The new Apple Thunderbolt cable comes with a $49 price tag, which is a bit pricey, and the first Thunderbolt accessories available require you to buy one separately. Teardown company iFixit took a peek inside one of the new cables and came up with a good reason why Thunderbolt costs so much.
Each cable has a controller at either end, which is used to regulate the speed of data transfer and boost the signal to make Thunderbolt’s extremely low-latency transmission possible. Each end contains 6 chips, including 2 Gennum GN2033s and 4 smaller ones, making for a total of 12 chips in each cable. This makes the Thunderbolt cable an “active” cable that has its own internal firmware and allows it to manage the high two-channel independent 10 Gbps transmission speeds.

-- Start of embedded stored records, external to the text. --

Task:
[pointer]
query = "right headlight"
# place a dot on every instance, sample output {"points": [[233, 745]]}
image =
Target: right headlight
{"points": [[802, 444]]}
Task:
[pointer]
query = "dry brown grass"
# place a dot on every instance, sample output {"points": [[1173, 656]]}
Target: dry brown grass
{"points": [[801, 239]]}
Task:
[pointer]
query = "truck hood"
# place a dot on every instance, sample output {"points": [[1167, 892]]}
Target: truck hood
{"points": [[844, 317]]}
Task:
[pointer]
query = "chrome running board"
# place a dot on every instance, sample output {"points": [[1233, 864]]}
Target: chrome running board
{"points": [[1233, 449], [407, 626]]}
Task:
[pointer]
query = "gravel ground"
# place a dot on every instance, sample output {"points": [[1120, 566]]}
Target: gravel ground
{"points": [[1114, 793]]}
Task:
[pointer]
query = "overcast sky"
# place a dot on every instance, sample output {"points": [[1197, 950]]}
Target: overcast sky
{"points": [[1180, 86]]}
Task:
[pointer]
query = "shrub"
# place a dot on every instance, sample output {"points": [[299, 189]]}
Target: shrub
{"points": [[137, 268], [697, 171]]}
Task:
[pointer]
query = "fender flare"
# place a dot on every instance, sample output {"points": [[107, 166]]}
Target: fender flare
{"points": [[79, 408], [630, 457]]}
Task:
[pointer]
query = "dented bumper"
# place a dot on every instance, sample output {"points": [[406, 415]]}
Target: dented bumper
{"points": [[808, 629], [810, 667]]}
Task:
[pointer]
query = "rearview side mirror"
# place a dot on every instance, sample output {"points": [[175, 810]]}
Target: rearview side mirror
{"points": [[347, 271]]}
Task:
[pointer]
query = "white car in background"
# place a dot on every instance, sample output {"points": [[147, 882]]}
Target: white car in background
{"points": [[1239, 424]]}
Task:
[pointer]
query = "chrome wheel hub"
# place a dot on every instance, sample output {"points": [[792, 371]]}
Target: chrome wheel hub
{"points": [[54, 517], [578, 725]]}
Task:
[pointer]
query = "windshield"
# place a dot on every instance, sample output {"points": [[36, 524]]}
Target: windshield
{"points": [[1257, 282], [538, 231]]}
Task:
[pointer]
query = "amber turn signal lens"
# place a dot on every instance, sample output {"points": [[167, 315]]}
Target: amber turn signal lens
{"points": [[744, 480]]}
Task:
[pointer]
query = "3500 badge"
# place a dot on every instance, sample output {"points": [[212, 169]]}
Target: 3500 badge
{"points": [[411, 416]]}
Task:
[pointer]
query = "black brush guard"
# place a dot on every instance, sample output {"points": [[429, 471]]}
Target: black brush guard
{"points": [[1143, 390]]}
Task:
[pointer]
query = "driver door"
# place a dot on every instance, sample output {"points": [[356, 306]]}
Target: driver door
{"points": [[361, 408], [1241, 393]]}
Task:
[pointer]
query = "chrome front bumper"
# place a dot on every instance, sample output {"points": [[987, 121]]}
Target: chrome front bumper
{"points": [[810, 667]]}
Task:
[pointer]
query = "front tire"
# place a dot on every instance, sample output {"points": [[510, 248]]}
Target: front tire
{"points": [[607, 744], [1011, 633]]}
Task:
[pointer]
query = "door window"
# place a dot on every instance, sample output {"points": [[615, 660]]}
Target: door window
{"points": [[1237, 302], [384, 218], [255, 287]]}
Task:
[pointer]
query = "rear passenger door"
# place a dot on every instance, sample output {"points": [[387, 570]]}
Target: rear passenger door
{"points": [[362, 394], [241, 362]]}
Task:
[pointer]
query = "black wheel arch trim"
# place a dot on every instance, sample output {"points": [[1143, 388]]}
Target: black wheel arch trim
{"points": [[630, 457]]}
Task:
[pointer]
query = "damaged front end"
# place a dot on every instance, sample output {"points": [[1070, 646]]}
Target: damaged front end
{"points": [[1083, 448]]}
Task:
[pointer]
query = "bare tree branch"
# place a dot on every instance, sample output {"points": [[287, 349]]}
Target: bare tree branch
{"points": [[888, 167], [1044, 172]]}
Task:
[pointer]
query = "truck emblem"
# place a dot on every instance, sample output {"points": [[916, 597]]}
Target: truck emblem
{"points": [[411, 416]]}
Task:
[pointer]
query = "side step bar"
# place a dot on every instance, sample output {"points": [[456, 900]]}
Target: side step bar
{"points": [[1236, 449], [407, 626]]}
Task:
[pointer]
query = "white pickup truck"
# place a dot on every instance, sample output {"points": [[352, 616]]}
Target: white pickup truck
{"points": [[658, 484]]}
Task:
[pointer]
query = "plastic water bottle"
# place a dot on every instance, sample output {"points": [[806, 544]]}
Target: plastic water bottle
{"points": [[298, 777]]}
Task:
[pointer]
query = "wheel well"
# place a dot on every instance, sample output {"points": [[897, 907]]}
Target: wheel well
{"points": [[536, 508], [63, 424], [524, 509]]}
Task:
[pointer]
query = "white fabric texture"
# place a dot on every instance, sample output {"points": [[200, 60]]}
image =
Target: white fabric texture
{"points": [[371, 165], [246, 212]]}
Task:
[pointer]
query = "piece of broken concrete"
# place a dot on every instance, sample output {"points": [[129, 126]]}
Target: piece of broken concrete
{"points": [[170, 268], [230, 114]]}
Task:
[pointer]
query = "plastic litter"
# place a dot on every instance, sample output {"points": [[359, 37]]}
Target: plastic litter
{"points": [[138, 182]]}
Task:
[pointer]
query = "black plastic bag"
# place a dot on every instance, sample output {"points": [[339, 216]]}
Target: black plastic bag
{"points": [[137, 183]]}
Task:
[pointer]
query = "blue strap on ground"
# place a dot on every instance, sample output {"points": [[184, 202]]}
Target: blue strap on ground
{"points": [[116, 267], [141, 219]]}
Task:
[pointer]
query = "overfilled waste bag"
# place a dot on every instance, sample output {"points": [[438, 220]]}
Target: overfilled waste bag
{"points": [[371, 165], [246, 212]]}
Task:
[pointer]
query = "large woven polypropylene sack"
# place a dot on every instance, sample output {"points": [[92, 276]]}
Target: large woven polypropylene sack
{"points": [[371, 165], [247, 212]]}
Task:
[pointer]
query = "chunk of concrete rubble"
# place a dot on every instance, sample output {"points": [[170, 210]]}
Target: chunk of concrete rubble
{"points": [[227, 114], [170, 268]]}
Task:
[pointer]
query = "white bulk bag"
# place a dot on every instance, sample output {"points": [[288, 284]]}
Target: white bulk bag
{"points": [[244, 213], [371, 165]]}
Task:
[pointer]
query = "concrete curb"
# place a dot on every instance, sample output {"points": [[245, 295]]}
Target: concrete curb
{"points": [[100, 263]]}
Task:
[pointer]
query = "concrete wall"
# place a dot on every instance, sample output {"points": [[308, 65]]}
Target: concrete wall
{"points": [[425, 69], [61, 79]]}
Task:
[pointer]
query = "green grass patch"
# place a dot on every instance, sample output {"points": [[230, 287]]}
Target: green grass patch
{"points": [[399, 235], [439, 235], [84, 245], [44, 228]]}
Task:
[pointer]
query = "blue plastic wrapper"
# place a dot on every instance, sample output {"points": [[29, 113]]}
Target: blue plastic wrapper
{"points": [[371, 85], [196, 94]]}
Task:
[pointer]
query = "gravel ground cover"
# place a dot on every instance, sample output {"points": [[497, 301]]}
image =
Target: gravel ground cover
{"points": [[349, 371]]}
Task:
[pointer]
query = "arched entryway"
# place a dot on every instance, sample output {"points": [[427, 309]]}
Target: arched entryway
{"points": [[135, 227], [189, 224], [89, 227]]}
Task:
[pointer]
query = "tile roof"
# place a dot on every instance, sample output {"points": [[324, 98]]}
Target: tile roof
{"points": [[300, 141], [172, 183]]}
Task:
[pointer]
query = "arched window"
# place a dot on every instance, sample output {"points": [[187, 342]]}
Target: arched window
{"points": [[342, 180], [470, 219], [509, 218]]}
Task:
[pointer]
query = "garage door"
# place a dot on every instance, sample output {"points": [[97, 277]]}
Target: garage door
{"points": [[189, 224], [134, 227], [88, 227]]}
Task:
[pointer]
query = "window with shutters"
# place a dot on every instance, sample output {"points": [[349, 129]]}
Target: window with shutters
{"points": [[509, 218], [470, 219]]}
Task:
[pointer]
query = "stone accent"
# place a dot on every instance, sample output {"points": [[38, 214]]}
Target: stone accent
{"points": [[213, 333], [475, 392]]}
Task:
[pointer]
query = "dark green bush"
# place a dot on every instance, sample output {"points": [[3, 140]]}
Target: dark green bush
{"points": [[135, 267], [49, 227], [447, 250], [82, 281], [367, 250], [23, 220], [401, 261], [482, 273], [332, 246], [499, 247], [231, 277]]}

But it also isn’t cheap. And for right now, Apple is the only game in town when it comes to Thunderbolt cable suppliers. As Ars Technica points out, the situation bears some similarity to the early days of FireWire, which was initially very costly and limited to Apple because of unfavorable costs when compared to USB. Apple didn’t help things by initially requiring licensing fees for the use of the FireWire trademark and logo. Ars argues that the similar high costs of Thunderbolt could limit its ability to gain a real foothold.
I see the similarities between Thunderbolt and FireWire, but I think it’s too early to assign them the same ultimate fate. For one thing, Apple is well aware of how the FireWire situation panned out. The Mac maker isn’t likely to repeat the same missteps with Thunderbolt if it really does intend for the tech to have wide applicability. Second, Thunderbolt is like FireWire, but they also can’t really be compared in terms of what they allow a user to potentially do. Display connectivity, along with speeds that basically allow Thunderbolt to act as an external PCI connector, give it a much broader scope in terms of applicability. Want to set up a server with upwards of 50 terabytes of storage running through a Mac mini? Easy (and relatively cheap using the new Pegasus RAID drives), once an updated Mac hits the market. Plus there’s always the scenario of the computer-on-a-drive that can be booted from any Mac, apps, files and settings intact.
Apple is also in a much different position than it was when it introduced FireWire. Its share of the PC market has never been stronger, and it continues to experience growth in that sector. It also has a huge chunk of the rapidly expanding mobile industry, thanks to the iPhone, iPod and iPad. While Thunderbolt tech hasn’t yet made an appearance on the mobile side of Apple’s business, I think it’s only a matter of time before it does. And then it doesn’t matter who else embraces it.